Ogura Michinori, Ishida Takashi, Tsukasaki Kunihiro, Takahashi Takeshi, Utsunomiya Atae
Department of Hematology, Tokai Central Hospital, Kakamigahara, Gifu, 504-8601, Japan.
Department of Hematology and Oncology, Nagoya Daini Red Cross Hospital, Nagoya, Aichi, 466-8650, Japan.
Cancer Chemother Pharmacol. 2016 Jul;78(1):199-207. doi: 10.1007/s00280-016-3070-2. Epub 2016 Jun 11.
Natural killer (NK) cells are well known to be the most important effector cells mediating antibody-dependent cellular cytotoxicity (ADCC) which is an important mechanism of action of antibody drugs. We evaluated the effects of chemotherapy on the cell number and activity of NK cells from patients who received the vincristine-cyclophosphamide-doxorubicin-prednisone (VCAP), doxorubicin-ranimustine-prednisone (AMP), and vindesine-etoposide-carboplatin-prednisone (VECP) (mLSG15) or mLSG15-like (-L) regimen, which is one of the standard of cares for newly diagnosed adult T-cell leukemia-lymphoma (ATL), or the cyclophosphamide-doxorubicin-vincristine-prednisone (CHOP) or CHOP-L regimen which is another standard of care for ATL and peripheral T-cell lymphoma (PTCL).
The number of lymphocytes and NK cells, and NK cell activity, were assessed using flow cytometry and a (51)Cr release assay, respectively.
A total of 26 patients with untreated ATL or PTCL were enrolled, and blood samples from 25 patients were evaluable. NK cell number in ATL decreased after mLSG15/-L treatment, and the degree of decrease in the NK cell number was more prominent just before VECP therapy (Day 15-17 of each cycle) than just before VCAP therapy (Day 1 of each cycle). The NK cell number in ATL after CHOP/-L treatment also decreased.

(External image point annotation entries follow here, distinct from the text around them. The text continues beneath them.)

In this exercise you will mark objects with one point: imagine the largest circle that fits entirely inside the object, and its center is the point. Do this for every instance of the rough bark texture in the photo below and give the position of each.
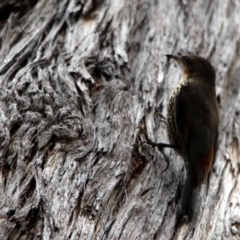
(78, 79)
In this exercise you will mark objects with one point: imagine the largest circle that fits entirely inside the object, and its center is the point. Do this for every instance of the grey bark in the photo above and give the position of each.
(78, 80)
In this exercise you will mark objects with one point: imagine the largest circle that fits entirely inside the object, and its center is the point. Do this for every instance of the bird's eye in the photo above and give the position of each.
(187, 59)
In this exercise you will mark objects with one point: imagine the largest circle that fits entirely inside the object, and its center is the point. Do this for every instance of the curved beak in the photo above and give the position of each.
(175, 57)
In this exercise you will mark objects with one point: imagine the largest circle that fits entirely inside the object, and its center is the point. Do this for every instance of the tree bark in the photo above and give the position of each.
(79, 80)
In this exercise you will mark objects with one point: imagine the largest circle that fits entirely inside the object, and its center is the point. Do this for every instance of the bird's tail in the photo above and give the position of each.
(190, 198)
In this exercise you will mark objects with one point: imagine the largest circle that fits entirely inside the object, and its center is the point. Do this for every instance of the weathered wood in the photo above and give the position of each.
(78, 80)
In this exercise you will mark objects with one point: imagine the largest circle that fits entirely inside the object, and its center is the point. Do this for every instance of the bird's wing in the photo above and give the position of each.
(192, 120)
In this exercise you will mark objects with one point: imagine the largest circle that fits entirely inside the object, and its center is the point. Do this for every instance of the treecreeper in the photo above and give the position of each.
(192, 124)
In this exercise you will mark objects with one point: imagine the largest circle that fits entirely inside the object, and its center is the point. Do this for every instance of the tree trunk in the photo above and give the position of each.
(79, 79)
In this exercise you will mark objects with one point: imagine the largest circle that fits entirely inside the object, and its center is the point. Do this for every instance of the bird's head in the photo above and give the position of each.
(195, 66)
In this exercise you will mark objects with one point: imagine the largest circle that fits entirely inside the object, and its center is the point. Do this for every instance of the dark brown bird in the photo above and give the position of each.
(192, 123)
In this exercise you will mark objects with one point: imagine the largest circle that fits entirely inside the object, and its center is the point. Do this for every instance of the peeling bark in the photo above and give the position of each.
(78, 80)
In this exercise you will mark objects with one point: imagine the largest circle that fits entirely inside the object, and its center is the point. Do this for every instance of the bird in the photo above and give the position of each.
(192, 124)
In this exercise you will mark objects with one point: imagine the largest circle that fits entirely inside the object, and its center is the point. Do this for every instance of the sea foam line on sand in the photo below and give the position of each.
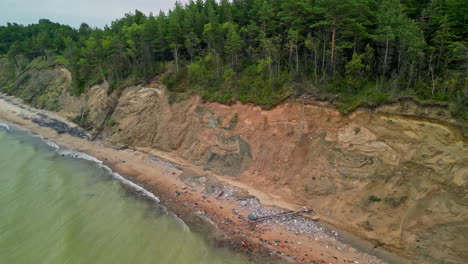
(80, 155)
(5, 126)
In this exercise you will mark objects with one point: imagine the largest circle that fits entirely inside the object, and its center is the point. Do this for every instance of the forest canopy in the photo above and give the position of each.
(356, 52)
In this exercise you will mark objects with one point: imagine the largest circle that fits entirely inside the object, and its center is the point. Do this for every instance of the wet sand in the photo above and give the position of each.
(211, 204)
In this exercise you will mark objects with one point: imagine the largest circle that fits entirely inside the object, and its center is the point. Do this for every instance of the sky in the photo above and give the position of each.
(96, 13)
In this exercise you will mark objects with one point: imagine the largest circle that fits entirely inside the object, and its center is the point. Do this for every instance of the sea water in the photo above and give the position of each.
(57, 208)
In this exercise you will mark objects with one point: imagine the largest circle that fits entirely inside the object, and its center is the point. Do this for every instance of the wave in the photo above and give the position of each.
(5, 126)
(84, 156)
(80, 155)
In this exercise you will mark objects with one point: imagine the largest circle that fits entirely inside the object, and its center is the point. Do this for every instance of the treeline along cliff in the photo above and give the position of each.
(354, 52)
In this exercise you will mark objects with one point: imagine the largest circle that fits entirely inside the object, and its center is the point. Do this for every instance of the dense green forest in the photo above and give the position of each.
(352, 52)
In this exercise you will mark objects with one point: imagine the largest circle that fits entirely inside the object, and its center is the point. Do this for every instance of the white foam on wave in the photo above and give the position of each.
(80, 155)
(52, 144)
(5, 126)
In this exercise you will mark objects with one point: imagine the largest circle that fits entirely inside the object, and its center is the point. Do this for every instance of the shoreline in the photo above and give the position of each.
(212, 205)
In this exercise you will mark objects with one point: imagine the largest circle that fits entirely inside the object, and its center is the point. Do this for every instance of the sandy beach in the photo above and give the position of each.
(217, 206)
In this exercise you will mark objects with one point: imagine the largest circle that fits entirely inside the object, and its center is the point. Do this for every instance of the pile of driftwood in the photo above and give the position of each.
(265, 218)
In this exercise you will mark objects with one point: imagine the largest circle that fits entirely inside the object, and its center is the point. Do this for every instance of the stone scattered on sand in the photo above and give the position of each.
(252, 217)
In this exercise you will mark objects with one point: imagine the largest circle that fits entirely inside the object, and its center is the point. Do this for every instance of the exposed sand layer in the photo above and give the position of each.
(204, 200)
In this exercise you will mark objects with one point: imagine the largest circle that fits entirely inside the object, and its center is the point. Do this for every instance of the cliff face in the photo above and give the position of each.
(388, 175)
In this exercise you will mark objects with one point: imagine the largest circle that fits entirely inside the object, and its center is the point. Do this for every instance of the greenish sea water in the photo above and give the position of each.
(55, 208)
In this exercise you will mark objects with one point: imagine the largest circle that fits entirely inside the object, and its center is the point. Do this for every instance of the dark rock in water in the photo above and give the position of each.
(252, 217)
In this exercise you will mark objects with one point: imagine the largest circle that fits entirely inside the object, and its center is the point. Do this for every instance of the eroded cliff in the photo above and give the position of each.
(396, 175)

Interestingly, the NK cell activity showed a tendency to increase after the treatment. NK cell number in PTCL did not decrease by CHOP/-L regimen, but the activity was slightly decreased after the treatment.
These results indicate that the effects of chemotherapeutic agents on NK cells vary according to the disease type and intensity of chemotherapy.
自然杀伤(NK)细胞是介导抗体依赖性细胞毒性(ADCC)的最重要效应细胞,而ADCC是抗体药物的一种重要作用机制。我们评估了化疗对接受长春新碱-环磷酰胺-阿霉素-泼尼松(VCAP)、阿霉素-雷莫司汀-泼尼松(AMP)和长春地辛-依托泊苷-卡铂-泼尼松(VECP)(mLSG15)或类mLSG15(-L)方案治疗的患者NK细胞数量和活性的影响,mLSG15或类mLSG15(-L)方案是新诊断的成人T细胞白血病-淋巴瘤(ATL)的标准治疗方案之一,以及环磷酰胺-阿霉素-长春新碱-泼尼松(CHOP)或类CHOP(CHOP-L)方案,这是ATL和外周T细胞淋巴瘤(PTCL)的另一种标准治疗方案。
分别使用流式细胞术和(51)Cr释放试验评估淋巴细胞和NK细胞的数量以及NK细胞活性。
共纳入26例未经治疗的ATL或PTCL患者,25例患者的血样可用于评估。ATL患者经mLSG15/-L治疗后NK细胞数量减少,且在VECP治疗前(每个周期的第15 - 17天)NK细胞数量减少的程度比VCAP治疗前(每个周期的第1天)更显著。CHOP/-L治疗后ATL患者的NK细胞数量也减少。有趣的是,治疗后NK细胞活性呈增加趋势。PTCL患者经CHOP/-L方案治疗后NK细胞数量未减少,但治疗后活性略有下降。
这些结果表明化疗药物对NK细胞的影响因疾病类型和化疗强度而异。